Is there anything more stressful than driving? The banality of having to deal with other equally irascisble humans, eager to toot their horns at any minor provocation. I’m lucky in the sense that much of my driving responsibilities are relegated to necessity. My primary usage is travel to work, which is a relatively short venture considering others more exhausting journeys. It’s also an evening routine once traffic has mercifully subsided. My secondary capacity as a driver is often simply that of a chauffeur. Often recruited as the statutory taxi to ferry my daughter and partner to various, often exasperating places. It’s rare that I drive for pleasure, if such a thing exists. More often than not, driving is merely a means to an end. I’d rather inconvenience myself by walking half an hour to a designated place, because I loathe driving so much. And I frequently do.

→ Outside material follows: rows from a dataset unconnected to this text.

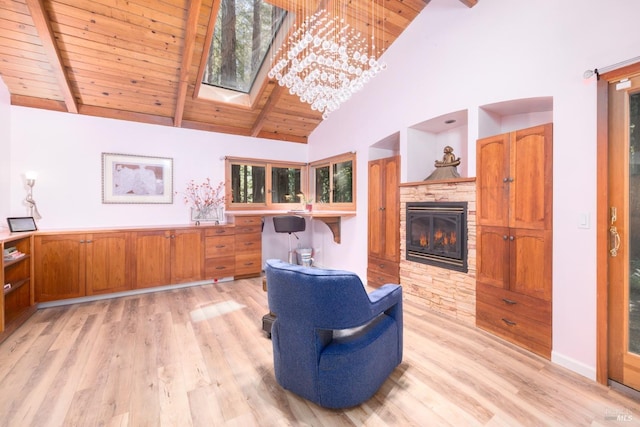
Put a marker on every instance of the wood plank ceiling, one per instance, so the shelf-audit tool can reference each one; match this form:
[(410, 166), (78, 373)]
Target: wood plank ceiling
[(142, 60)]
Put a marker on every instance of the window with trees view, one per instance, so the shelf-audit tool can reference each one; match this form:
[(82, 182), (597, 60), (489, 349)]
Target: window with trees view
[(333, 182), (243, 33), (264, 183)]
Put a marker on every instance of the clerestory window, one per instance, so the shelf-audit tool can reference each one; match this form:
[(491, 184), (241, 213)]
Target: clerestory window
[(243, 34)]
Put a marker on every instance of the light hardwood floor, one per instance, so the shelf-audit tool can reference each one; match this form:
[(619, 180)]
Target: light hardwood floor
[(198, 356)]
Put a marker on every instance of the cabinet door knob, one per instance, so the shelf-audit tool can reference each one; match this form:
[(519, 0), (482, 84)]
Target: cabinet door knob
[(509, 322)]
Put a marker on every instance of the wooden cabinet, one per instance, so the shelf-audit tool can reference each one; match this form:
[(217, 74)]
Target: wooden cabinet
[(17, 300), (166, 257), (514, 236), (248, 246), (219, 252), (79, 264), (384, 222)]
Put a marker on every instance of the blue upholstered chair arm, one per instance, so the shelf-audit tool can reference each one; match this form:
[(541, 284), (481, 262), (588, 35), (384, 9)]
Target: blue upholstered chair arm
[(385, 297)]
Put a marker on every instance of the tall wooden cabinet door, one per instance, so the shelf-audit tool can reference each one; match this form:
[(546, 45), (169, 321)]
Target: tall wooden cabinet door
[(153, 258), (492, 247), (107, 269), (384, 208), (59, 267), (391, 211), (530, 178), (376, 205), (187, 256), (492, 181), (531, 263)]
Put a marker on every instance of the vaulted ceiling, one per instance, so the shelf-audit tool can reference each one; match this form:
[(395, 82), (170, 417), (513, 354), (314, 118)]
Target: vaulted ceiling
[(142, 60)]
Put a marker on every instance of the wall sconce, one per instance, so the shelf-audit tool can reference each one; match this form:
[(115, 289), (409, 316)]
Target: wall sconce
[(33, 209)]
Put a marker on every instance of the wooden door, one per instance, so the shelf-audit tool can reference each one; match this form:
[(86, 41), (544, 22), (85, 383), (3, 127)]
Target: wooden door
[(376, 205), (492, 247), (59, 267), (530, 176), (624, 228), (153, 258), (492, 181), (530, 261), (391, 211), (108, 255), (187, 256), (384, 208)]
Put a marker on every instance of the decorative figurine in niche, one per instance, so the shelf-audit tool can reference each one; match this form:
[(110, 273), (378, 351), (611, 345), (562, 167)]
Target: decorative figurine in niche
[(446, 168)]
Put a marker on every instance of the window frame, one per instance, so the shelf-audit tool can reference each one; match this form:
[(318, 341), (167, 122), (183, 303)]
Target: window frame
[(331, 161), (268, 165)]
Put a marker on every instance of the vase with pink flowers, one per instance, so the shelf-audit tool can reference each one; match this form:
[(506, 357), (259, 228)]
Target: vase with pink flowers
[(206, 201)]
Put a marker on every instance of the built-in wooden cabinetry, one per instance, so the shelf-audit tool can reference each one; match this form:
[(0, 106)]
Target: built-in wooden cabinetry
[(168, 256), (384, 222), (514, 236), (78, 264), (220, 252), (72, 265), (17, 300), (248, 245)]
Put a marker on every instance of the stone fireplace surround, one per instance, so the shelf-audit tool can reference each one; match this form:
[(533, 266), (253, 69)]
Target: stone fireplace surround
[(449, 292)]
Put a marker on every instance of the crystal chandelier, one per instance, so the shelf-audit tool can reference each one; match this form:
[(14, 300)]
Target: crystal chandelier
[(325, 60)]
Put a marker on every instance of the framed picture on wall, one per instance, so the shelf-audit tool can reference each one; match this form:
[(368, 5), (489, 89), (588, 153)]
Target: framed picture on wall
[(23, 223), (129, 178)]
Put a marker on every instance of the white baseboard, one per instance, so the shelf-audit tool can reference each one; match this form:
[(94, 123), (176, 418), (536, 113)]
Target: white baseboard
[(574, 365), (128, 293)]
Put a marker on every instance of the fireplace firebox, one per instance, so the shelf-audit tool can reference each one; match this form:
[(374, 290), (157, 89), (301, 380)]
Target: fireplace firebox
[(437, 234)]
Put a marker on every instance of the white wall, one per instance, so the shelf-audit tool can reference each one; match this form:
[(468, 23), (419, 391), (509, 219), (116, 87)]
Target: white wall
[(66, 152), (453, 58), (5, 149)]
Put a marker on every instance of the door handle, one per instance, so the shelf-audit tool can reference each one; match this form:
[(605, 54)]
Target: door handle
[(614, 240), (614, 237)]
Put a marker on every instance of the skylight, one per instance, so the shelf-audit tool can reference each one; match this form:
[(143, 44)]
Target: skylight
[(243, 34)]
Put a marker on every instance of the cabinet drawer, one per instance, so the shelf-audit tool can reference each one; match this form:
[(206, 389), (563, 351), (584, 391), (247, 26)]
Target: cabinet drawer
[(220, 267), (515, 303), (219, 246), (377, 279), (248, 221), (248, 242), (249, 229), (384, 266), (520, 330), (220, 231)]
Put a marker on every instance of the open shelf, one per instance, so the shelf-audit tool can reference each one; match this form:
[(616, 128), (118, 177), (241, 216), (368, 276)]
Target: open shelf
[(17, 302)]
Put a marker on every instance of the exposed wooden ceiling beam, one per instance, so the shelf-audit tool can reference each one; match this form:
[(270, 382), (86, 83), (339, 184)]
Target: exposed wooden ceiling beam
[(268, 106), (187, 56), (38, 14), (469, 3)]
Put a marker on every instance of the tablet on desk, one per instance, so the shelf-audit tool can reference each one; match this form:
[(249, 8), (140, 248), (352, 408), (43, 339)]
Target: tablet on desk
[(23, 223)]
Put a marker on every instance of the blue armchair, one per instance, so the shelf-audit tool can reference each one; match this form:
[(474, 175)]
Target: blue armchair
[(333, 343)]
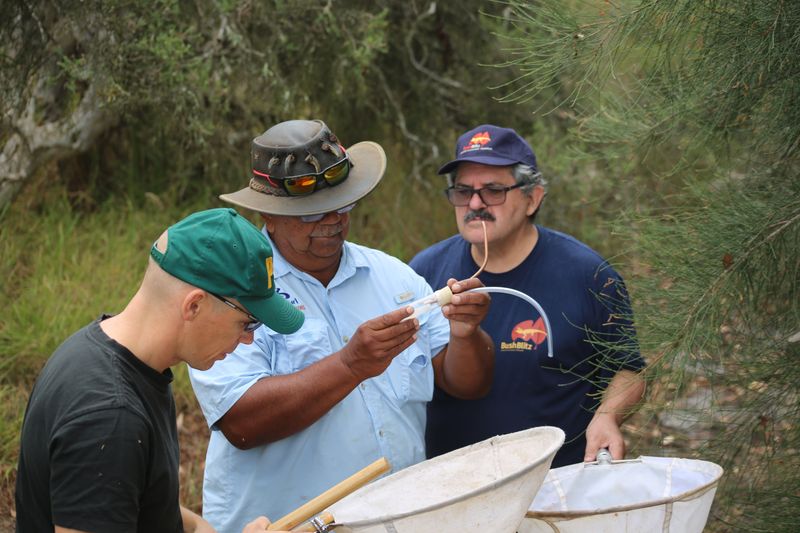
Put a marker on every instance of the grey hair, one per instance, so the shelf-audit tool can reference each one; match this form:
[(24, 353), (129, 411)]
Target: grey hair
[(522, 174)]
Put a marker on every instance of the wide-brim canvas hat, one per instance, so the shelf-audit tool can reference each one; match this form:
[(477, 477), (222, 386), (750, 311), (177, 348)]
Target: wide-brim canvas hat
[(301, 147)]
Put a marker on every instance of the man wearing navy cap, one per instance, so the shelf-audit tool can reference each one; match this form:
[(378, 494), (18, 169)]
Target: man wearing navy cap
[(591, 383)]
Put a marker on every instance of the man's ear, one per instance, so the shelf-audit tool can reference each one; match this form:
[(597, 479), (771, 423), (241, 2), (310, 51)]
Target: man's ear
[(537, 197), (192, 304)]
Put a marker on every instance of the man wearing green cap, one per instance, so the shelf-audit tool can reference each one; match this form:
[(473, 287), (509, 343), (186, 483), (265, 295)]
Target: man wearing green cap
[(99, 445)]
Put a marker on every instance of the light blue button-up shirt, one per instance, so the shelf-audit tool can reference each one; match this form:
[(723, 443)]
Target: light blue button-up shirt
[(383, 416)]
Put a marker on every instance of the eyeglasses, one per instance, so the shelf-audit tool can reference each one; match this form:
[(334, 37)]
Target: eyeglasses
[(461, 196), (320, 216), (308, 183), (254, 323)]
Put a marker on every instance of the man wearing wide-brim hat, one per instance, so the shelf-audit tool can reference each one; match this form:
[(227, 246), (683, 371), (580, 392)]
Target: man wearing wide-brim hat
[(295, 414)]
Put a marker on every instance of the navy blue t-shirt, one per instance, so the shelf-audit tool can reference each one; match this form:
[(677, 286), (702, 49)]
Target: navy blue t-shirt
[(592, 333)]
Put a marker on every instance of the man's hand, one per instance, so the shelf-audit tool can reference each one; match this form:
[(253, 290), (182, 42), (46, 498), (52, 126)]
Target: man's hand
[(603, 432), (376, 342), (258, 525), (466, 310)]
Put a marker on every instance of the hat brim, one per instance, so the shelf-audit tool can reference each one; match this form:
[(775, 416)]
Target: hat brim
[(276, 312), (494, 161), (369, 165)]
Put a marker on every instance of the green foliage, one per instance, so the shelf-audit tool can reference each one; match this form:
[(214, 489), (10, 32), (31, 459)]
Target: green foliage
[(698, 100)]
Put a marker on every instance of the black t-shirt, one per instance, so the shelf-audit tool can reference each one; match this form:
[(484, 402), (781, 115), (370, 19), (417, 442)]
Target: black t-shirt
[(99, 446), (586, 303)]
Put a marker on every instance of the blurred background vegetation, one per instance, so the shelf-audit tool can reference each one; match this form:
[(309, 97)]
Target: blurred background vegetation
[(669, 133)]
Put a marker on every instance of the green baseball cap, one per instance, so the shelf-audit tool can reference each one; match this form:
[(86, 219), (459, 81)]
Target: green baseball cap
[(219, 251)]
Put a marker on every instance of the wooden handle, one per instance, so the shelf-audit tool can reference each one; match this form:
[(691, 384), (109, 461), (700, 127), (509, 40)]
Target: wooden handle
[(332, 495), (307, 527)]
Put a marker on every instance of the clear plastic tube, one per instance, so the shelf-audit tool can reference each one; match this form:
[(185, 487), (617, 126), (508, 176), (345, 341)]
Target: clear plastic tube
[(443, 296)]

I find a lot of pleasure in walking. With the destination being a secondary consideration, just the satisfaction of being able to think. A simple reprieve from the strains of, well whatever issues you are facing. Could be work related. Might be the stressful responsibilities of child rearing. Or it might just be as simple as getting out of your own head for a few minutes. Weather permitting, there’s rarely an occasion when a gentle stroll to the shops, park or around the block, doesn’t yield significant reduction in stress. A stress I only find is exacerbated by driving. Perhaps it’s the sense of being trapped. A kind of mobile incarceration. The sterility of it all. Maybe it’s the knowledge that you will have to deal with others that harbour similar resentment towards other motorists? Really though, I think it’s the idea of maintaining a level of concentration for an extended period, so as to prevent the untimely deaths of your family or yourself.
This may seem like a morbid contemplation to a routine staple of society, but these are often the things I think about when I get into a car. Now it’s true that you can have an accident just about anywhere and that worrying about careening off the road into a petrol station, and being engulfed in a fiery blaze that’s intensity is only matched by that of the sun, is about irrational of a fear as one could have. But the road, specifically the idiots that have somehow managed to obtain a license, presumably by some sort of government funded lottery, is so unpredictable. It only takes one person, suffering an emotional breakdown, rushing to a destination, because in that moment it’s vitally important that they get to the hairdressers on time, to cause an accident. And then you are just another statistic. A footnote in the local news. Yeah, I think that’s why I hate driving.